Sabtu, 20 Oktober 2012

Pergaulan Dalam Hindu

Manusia dikatakan sebagai mahkluk individu dan juga sebagai mahkluk social. Sebagai mahkluk social manusia memerlukan hubungan dengan sesamanya, karena manusia tidak akan mungkin hidup sendirian. Betapapun kaya nya, manusia itu, betapapun kuatnya, betapapun pintarnya, ia pasti memiliki kekurangan, kekurangan itulah yang dilengkapi oleh sesamanya atau oleh sesamanya. Untuk  dapat dilengkapi itu, manusia harus melakukan pendekatan, pendekatan untuk membangun hubungan yang baik, berupa pergaulan. Ajaran Hindu, mengajarkan kepada umatnya untuk senantiasa mengembangkan dan membangun hubungan yang baik, bergaul yang baik, menjalin persahabatan sebagai bentuk kebersamaan guna mewujudkan cita-cita berupa kesejahteraan bersama.
Dalam ajaran Hindupun diajarkan hendaknya setiap orang menghindarkan dirinya bergaul dengan orang-orang yang tercela, dan diharapkan bergaul dengan orang-orang yang bijaksana, demikian pula kebangsawanan sesungguhnya hanya dapat diperoleh melalui amal kebajikan.
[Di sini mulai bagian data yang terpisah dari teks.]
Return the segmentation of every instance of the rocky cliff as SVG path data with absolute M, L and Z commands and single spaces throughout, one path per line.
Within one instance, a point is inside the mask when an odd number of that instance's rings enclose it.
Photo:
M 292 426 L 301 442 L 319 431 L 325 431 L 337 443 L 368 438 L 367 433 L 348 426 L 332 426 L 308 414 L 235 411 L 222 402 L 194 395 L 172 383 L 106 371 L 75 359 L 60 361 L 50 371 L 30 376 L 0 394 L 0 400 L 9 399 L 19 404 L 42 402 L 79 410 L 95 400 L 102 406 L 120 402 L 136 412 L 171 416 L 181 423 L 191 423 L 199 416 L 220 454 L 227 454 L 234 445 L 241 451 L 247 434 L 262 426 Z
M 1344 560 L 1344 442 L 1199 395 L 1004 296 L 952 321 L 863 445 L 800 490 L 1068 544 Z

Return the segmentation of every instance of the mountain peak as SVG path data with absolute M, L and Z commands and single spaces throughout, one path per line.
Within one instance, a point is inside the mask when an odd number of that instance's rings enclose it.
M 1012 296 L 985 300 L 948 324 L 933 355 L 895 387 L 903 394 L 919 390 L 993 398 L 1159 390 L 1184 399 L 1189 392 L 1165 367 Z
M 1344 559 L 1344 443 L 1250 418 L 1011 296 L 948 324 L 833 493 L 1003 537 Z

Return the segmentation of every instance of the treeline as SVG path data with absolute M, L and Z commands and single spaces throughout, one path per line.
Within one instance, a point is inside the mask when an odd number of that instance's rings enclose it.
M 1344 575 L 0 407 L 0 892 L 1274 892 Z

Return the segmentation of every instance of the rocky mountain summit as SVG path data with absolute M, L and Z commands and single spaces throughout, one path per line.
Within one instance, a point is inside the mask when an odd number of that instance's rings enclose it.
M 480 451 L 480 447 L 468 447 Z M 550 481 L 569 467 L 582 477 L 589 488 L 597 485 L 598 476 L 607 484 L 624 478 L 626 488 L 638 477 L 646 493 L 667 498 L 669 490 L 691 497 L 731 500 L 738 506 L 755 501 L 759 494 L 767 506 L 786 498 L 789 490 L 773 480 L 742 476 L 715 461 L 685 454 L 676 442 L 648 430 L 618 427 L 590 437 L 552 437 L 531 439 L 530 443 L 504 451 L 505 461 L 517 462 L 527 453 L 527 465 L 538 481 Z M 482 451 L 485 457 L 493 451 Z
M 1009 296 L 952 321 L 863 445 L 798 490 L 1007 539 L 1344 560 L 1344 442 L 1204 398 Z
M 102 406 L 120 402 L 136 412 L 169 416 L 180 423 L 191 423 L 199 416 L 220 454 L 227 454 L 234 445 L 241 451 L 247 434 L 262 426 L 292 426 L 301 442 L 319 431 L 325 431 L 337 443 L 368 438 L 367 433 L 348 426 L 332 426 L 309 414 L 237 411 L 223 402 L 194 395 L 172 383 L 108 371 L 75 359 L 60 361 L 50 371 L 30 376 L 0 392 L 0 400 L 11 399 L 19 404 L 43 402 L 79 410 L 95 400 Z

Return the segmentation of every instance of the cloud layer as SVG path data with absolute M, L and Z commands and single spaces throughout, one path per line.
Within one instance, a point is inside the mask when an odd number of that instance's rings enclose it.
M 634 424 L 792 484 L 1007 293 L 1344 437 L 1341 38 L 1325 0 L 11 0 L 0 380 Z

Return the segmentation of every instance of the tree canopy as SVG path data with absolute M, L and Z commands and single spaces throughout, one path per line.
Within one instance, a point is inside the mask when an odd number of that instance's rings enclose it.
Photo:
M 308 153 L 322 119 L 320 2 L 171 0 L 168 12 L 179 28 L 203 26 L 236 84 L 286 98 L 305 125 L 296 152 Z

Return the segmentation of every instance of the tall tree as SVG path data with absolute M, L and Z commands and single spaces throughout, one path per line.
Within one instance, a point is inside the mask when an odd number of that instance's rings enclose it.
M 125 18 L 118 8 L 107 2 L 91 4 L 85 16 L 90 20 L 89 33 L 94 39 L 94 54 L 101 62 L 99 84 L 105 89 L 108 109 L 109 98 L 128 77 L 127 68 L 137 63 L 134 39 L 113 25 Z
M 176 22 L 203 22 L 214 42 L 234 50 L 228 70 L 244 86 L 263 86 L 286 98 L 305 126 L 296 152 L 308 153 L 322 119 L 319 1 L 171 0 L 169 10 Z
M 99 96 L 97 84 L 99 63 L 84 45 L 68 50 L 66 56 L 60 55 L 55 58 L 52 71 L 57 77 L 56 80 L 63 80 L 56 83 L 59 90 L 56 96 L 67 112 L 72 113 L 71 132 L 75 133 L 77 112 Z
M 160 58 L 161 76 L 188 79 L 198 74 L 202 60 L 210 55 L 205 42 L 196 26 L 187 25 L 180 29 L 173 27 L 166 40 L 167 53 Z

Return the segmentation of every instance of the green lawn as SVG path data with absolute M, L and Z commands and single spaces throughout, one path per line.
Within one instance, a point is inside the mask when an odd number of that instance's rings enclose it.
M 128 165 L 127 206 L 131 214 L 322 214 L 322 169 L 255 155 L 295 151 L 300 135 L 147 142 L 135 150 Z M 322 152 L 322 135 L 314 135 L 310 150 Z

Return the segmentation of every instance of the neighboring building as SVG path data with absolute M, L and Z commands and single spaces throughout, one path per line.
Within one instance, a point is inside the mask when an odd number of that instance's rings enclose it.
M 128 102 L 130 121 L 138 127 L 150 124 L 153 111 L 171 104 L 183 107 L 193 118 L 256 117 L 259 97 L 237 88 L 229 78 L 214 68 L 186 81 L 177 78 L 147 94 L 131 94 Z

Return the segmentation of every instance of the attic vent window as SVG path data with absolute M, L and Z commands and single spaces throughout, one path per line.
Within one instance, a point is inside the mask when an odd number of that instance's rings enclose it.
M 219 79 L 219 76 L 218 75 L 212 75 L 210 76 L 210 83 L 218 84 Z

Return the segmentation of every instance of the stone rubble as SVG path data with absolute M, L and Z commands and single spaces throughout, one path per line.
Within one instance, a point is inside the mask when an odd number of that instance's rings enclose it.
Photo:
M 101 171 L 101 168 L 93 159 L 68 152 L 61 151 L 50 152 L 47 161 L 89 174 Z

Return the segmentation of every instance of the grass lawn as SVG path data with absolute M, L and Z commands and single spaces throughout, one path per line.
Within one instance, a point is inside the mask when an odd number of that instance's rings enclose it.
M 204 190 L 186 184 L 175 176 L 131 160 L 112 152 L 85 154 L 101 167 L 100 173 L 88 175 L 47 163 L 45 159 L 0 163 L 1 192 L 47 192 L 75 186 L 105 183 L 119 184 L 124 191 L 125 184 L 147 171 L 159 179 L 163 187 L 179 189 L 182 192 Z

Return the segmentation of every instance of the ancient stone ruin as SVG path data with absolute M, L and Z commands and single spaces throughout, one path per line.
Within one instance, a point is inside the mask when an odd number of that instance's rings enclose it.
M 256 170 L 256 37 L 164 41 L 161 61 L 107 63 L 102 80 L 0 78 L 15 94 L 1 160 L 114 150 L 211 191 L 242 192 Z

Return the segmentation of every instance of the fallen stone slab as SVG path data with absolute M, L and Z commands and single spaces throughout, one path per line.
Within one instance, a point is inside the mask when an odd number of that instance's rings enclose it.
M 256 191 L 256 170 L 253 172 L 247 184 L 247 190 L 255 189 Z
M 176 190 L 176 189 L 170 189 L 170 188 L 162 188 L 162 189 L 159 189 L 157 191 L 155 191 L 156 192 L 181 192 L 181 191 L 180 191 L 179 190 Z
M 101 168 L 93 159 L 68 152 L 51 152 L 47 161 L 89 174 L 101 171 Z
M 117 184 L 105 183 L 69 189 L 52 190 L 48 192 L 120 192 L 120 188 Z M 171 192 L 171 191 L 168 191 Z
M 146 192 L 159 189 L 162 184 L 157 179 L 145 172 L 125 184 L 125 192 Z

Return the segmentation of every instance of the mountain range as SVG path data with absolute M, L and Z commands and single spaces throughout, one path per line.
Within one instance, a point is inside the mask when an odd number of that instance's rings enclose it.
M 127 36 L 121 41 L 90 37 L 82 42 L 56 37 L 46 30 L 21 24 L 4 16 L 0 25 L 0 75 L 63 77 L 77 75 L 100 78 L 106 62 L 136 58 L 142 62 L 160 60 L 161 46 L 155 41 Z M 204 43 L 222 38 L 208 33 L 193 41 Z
Perintah untuk meninggalkan pergaulan dengan orang-orang tercela tersurat di dalam kitab suci Veda, Rg.Veda X.53.8 :
Asmanvati riyate sam rabhadhavam,
Uttisthata pra tarata sakhyah,
Atra jahama ye asan asevah,
Sivan vayam uttaremabhi vajan
Terjemahannya:
Wahai teman-teman, dunia yang penuh dosa dan penuh duka ini berlalu bagaikan sebuah sungai yang alirannya dirintangi oleh batu besar (yang dimakan oleh arus air) yang berat. Tekunlah, bangkitlah, dan sebrangilah ia. Tinggalkan persahabatan dengan orang-orang tercela. Sebrangilah sungai kehidupan untuk pencapaian kesejahteraan dan kemakmuran.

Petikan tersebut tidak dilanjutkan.